La dificultad consistía, claro está, en que una no pudiera reprimirse si aquello le parecía tonto, y entonces se produjera un verdadero paroxismo de risitas. No porque realmente fuera risible, sino porque le ponía a una violenta, le hacía sentirse a una extraña y simple, como avergonzada del viejo Hugo-Bugo. Pero, hija, que fuera ahora a colocarnos aquello con ese calor…
—Ánimo, mi niño bonito —dijo Eve a su lánguido clavel, dándole un beso.
Comenzó. Casi todas las alumnas, apoyando la cabeza sobre los brazos, se echaron sobre los pupitres, como muertas al primer disparo. Solamente Eve y Katie se mantenían tiesas e inmóviles. Katie no conocía suficientemente el francés para comprender; pero Eve escuchaba con las cejas alzadas, los ojos semivelados y una sonrisa que era como el espectro de su risita cruel. Como el alado espectro de aquella cruel risita que le estaba rondando por los labios.
Formó con sus dedos un cálido y blanco cáliz dejando el clavel dentro. ¡Ah, qué aroma! Llegaba hasta Katie. Era excesivo. Y Katie se volvió hacia la deslumbrante claridad del exterior que se veía por la ventana.
Sabía que allí, al pie de la ventana, había un patio empedrado con guijarros y rodeado de establos. Por eso la sala de francés olía un poco a amoníaco. No era desagradable; resultaba algo penetrante, vivido… mordaz, que para Katie venía a formar parte de la lengua francesa.

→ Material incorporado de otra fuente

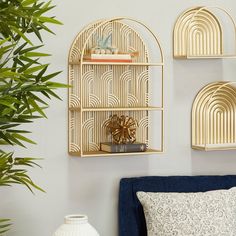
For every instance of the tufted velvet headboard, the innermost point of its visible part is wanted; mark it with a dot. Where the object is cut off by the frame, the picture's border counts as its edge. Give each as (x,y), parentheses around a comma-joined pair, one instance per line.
(131,217)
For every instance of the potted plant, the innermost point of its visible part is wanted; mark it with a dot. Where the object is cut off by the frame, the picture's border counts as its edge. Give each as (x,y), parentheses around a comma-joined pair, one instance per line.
(25,84)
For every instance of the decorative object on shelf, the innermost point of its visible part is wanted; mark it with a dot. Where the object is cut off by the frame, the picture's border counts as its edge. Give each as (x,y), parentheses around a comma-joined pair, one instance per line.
(198,33)
(104,46)
(100,89)
(128,147)
(76,225)
(122,129)
(214,117)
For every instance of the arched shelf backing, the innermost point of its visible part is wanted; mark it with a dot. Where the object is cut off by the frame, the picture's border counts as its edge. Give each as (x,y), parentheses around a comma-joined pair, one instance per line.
(103,88)
(199,33)
(214,117)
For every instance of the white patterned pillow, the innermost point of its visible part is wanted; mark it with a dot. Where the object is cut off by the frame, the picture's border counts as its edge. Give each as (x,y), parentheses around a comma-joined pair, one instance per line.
(211,213)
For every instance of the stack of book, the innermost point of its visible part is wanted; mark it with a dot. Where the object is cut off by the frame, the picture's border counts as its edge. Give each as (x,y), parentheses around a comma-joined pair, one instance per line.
(110,58)
(116,148)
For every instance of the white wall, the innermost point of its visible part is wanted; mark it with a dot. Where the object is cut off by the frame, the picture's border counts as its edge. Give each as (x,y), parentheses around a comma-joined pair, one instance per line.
(90,186)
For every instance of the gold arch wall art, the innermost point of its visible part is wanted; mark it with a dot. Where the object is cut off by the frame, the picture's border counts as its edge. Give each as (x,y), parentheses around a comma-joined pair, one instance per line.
(102,88)
(214,117)
(198,33)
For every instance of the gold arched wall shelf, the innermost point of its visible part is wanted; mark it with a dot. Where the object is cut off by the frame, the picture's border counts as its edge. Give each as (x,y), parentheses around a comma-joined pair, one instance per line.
(101,89)
(214,117)
(198,33)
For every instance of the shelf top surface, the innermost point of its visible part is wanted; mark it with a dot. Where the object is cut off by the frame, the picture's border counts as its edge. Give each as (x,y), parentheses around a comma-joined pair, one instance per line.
(118,63)
(102,153)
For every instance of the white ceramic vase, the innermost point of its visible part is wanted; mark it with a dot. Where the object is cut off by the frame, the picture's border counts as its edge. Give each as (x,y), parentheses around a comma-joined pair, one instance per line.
(76,225)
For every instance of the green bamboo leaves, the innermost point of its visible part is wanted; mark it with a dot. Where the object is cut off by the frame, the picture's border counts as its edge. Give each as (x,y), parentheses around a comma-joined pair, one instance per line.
(23,78)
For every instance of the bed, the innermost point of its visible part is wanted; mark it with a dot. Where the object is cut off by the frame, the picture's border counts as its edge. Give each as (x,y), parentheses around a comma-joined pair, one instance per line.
(131,216)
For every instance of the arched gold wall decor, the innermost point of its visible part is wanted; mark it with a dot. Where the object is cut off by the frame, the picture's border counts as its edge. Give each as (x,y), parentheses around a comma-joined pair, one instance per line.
(198,33)
(214,117)
(100,89)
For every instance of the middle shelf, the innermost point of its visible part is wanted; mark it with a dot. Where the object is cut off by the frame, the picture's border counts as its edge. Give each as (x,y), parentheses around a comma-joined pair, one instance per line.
(148,108)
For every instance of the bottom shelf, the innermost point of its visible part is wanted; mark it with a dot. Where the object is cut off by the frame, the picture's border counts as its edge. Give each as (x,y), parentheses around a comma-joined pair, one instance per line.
(103,154)
(215,147)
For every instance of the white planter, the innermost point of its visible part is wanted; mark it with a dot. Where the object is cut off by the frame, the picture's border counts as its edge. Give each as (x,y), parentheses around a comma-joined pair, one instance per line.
(76,225)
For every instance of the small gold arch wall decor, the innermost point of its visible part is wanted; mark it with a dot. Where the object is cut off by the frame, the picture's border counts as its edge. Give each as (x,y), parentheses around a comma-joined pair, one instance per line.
(198,33)
(101,89)
(214,117)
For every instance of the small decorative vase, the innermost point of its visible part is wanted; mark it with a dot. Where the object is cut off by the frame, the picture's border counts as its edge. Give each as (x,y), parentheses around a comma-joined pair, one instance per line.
(76,225)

En aquel momento, oía a alguien que andaba con zuecos sobre los guijarros y el traqueteo de los cubos que llevaba. Luego el fa-fa, fa-fa de la bomba al ser accionada y el borboteo del agua que siguió. Debía de haberse puesto a arrojarla sobre alguna cosa, probablemente sobre las ruedas del carro. Y vio las ruedas, convenientemente apuntaladas para alzarlas del suelo, girando y girando, lanzando destellos negros y escarlata y despidiendo grandes gotas oblicuas. Mientras estaba trabajando, el hombre aquel seguía silbando con un fuerte y audaz silbido que resbalaba sobre el rumor del agua como un pájaro sobre la superficie del mar. Luego se fue. Pero volvió llevando un caballo revoltoso.
Fa-fa, fa-fa, hacía la bomba. Ahora estaba lanzando agua sobre las patas del caballo, y enjugándolas pasándoles el cepillo. Lo estaba viendo exactamente con la camisa descolorida, las mangas arrolladas y el pecho desnudo salpicado de agua. Y cuando silbaba más fuerte y despreocupadamente, yendo de aquí para allá e inclinándose para cepillar, la voz de Hugo-Bugo empezó a hacerse cálida e intensa, a concentrarse, a vibrar, para elevarse, siguiendo no sé cómo el ritmo del silbido del hombre de allá afuera. (¡Ah, cómo olía el clavel de Eve!), hasta convertirse en algo que se alzaba arrollador, triunfante, que se tornaba luminoso… y luego…
Toda la clase se alborotó.
—Muchas gracias, señoritas —exclamó Monsieur Hugo, inclinándose desde su alto pupitre sobre aquel mar encrespado.
—Quédate con él, preciosa. Souvenir tendré —dijo Eve a Katie, tirándole el clavel contra el peto de blusa.